Festival Que du feu 2024 encart

ADAMA

Un film de Simon Rouby

Alliance de différentes techniques d’animation pour un sujet fort

Adama, 12 ans, vit dans un petit village d'Afrique de l'Ouest. Alors que la cérémonie d'initiation s'est mal passée pour son grand frère, Samba, du fait d'un mauvais présage, assiste impuissant au départ de celui-ci, pour rejoindre les Nassaras, un peuple jugé dangereux. Avec l'aide de l'or que son frère lui a laissé, il va entreprendre un grand voyage, à sa recherche...

"Adama" est un film d'animation qui vous surprend à presque chaque instant. D'abord par son aspect formel : les premières minutes déstabilisent le spectateur habitué à des images de synthèse léchées et fluides.
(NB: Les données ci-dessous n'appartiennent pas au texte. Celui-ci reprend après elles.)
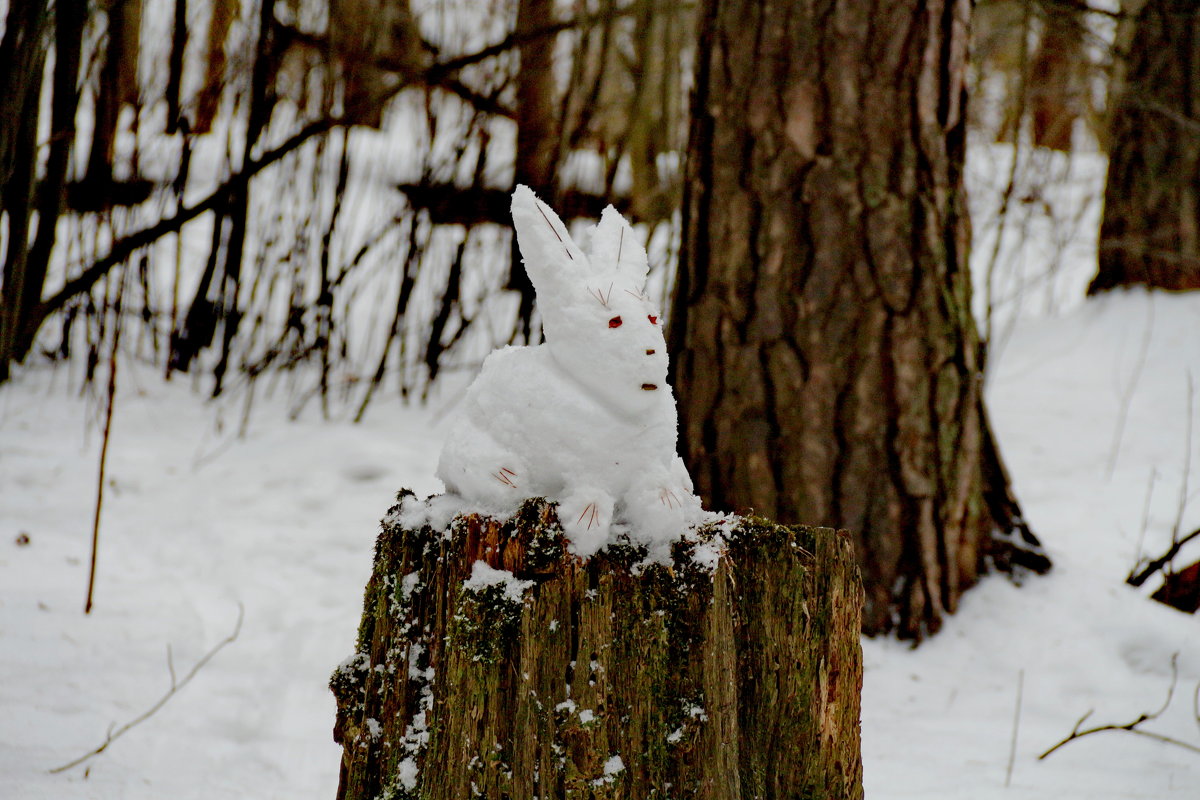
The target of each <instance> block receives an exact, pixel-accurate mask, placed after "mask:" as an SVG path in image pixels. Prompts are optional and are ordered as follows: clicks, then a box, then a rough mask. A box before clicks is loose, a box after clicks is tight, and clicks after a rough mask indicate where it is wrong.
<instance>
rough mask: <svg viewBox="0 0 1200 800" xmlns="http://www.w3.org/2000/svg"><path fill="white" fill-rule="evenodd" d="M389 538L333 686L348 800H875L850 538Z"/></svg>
mask: <svg viewBox="0 0 1200 800" xmlns="http://www.w3.org/2000/svg"><path fill="white" fill-rule="evenodd" d="M420 505H421V504H420V503H419V501H418V500H416V499H415V498H414V497H413V495H412V494H410V493H407V492H404V493H402V494H401V503H400V504H398V505H397V506H395V507H394V509H392V510H391V512H390V513H389V515H388V517H386V518H385V519H384V522H383V531H382V533H380V535H379V539H378V542H377V546H376V558H374V569H373V572H372V575H371V579H370V582H368V584H367V588H366V597H365V602H364V612H362V621H361V626H360V628H359V643H358V650H356V652H355V654H354V655H353V656H352V657H350V658H348V660H347V661H346V662H344V663H343V664H342V666H341V667H338V669H337V670H336V672H335V674H334V678H332V681H331V687H332V690H334V693H335V696H336V698H337V721H336V724H335V729H334V736H335V739H336V740H337V741H338V742H340V744H341V745H342V747H343V757H342V772H341V781H340V787H338V795H337V796H338V799H340V800H368V799H372V800H373V799H376V798H395V799H418V798H419V799H421V800H426V799H428V800H436V799H446V800H450V799H454V800H460V799H466V798H475V796H479V798H490V799H496V800H499V799H502V798H510V799H512V800H518V799H520V800H532V799H533V798H540V799H541V800H548V799H552V798H553V799H559V798H562V799H565V798H623V799H628V800H650V799H654V798H660V799H664V800H665V799H667V798H696V799H733V798H746V799H749V798H763V799H767V798H780V799H782V798H862V796H863V788H862V757H860V739H859V697H860V688H862V678H863V666H862V652H860V648H859V624H860V622H859V615H860V608H862V588H860V584H859V581H858V567H857V561H856V558H854V553H853V547H852V545H851V542H850V540H848V539H847V537H846V536H844V535H840V534H839V533H836V531H834V530H829V529H821V528H805V527H791V528H787V527H781V525H776V524H773V523H770V522H768V521H763V519H757V518H734V517H731V518H726V519H724V521H721V522H715V523H710V524H707V525H701V527H698V528H697V529H695V530H692V531H690V533H688V534H686V535H683V536H682V537H680V539H679V540H678V541H677V542H676V543H674V546H673V547H672V552H671V557H670V559H667V560H665V561H662V560H655V559H648V558H647V555H648V553H649V548H648V547H647V546H644V545H636V543H634V542H632V541H631V540H626V541H625V542H624V543H620V542H617V543H611V545H608V546H607V547H606V548H604V549H602V551H600V552H598V553H595V554H593V555H590V557H589V558H587V559H583V558H580V557H577V555H575V554H572V553H571V552H570V547H569V545H570V543H569V541H568V539H566V535H565V534H564V530H563V527H562V525H560V524H559V522H558V518H557V515H556V505H554V504H551V503H547V501H545V500H541V499H533V500H528V501H526V503H524V504H523V505H521V507H520V509H518V511H517V512H516V513H515V515H514V516H511V517H510V518H508V519H506V521H500V519H497V518H494V517H488V516H482V515H462V516H458V517H456V518H454V521H452V522H450V523H449V525H446V527H445V528H444V529H436V528H434V527H432V525H430V524H424V525H421V527H406V524H404V521H409V519H414V518H418V519H419V518H420V515H418V513H414V511H415V510H416V507H418V506H420Z"/></svg>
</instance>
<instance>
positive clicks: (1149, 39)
mask: <svg viewBox="0 0 1200 800" xmlns="http://www.w3.org/2000/svg"><path fill="white" fill-rule="evenodd" d="M1130 24H1132V26H1133V30H1132V42H1130V44H1129V52H1128V58H1127V60H1126V62H1124V79H1123V80H1121V82H1118V88H1117V90H1116V97H1117V98H1116V103H1115V109H1114V112H1112V121H1111V131H1110V137H1109V142H1110V144H1109V178H1108V184H1106V186H1105V190H1104V218H1103V221H1102V223H1100V258H1099V261H1100V263H1099V270H1098V272H1097V275H1096V277H1094V278H1093V279H1092V283H1091V284H1090V285H1088V287H1087V294H1090V295H1094V294H1097V293H1100V291H1104V290H1108V289H1114V288H1116V287H1128V285H1139V284H1140V285H1146V287H1151V288H1157V289H1172V290H1183V289H1200V8H1198V7H1196V4H1195V2H1194V1H1193V0H1150V1H1148V2H1146V4H1145V6H1144V7H1142V8H1141V12H1140V13H1139V14H1138V17H1136V18H1135V19H1134V20H1133V22H1132V23H1130Z"/></svg>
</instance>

Ensuite par la puissance de son scénario en forme de road-movie tournant à la quête initiatique, et convoquant les thèmes de la guerre, du colonialisme et surtout de l'immigration. Ce qui en fait un film en pleine prise avec l'actualité.

Simon Rouby, dont c'est le premier long métrage, signe une œuvre à part dans le paysage de l'animation française. En effet, son film allie scans de bustes de statues en argile et images de synthèse pour offrir aux personnages principaux un aspect rugueux et des mouvements légèrement saccadés, des aspects très vite oubliés tant l'histoire est captivante. Les personnages de seconds plans restent eux en deux dimensions, sur des fonds de décors peints.

Chaque étape du voyage semble avoir une couleur bien spécifique, de l'oasis africain aux no man's land de Verdun, du désert (avec de superbes vues de mirages et de nuages de sable) à la ville et son marché grouillant ou son port, de la France industrielle à Paris. Et le plus beau dans tout cela : un ensemble de plans vus au travers de lunettes de masque à gaz, représentant des symboles du conflit (canons, tirs, défilés...), avec l'aide de sable noir magnétisé.

Tourné au studio Pipangai, autrefois en sommeil, sur l’Île de la Réunion, le film a le mérite d'aborder, chose rare, l'implication de la « Force noire » au cours de la première guerre mondiale. Touchant, il suit, à hauteur d'enfant, les agissements d'adultes embringués dans une cause beaucoup plus grande qu'eux, chacun vivant son implication de différente manière. Il rend enfin un vibrant hommage aux tirailleurs sénégalais, en s'inspirant notamment de la vie du dernier de ces combattants, Abdoulaye N’Diaye, décédé en 1998.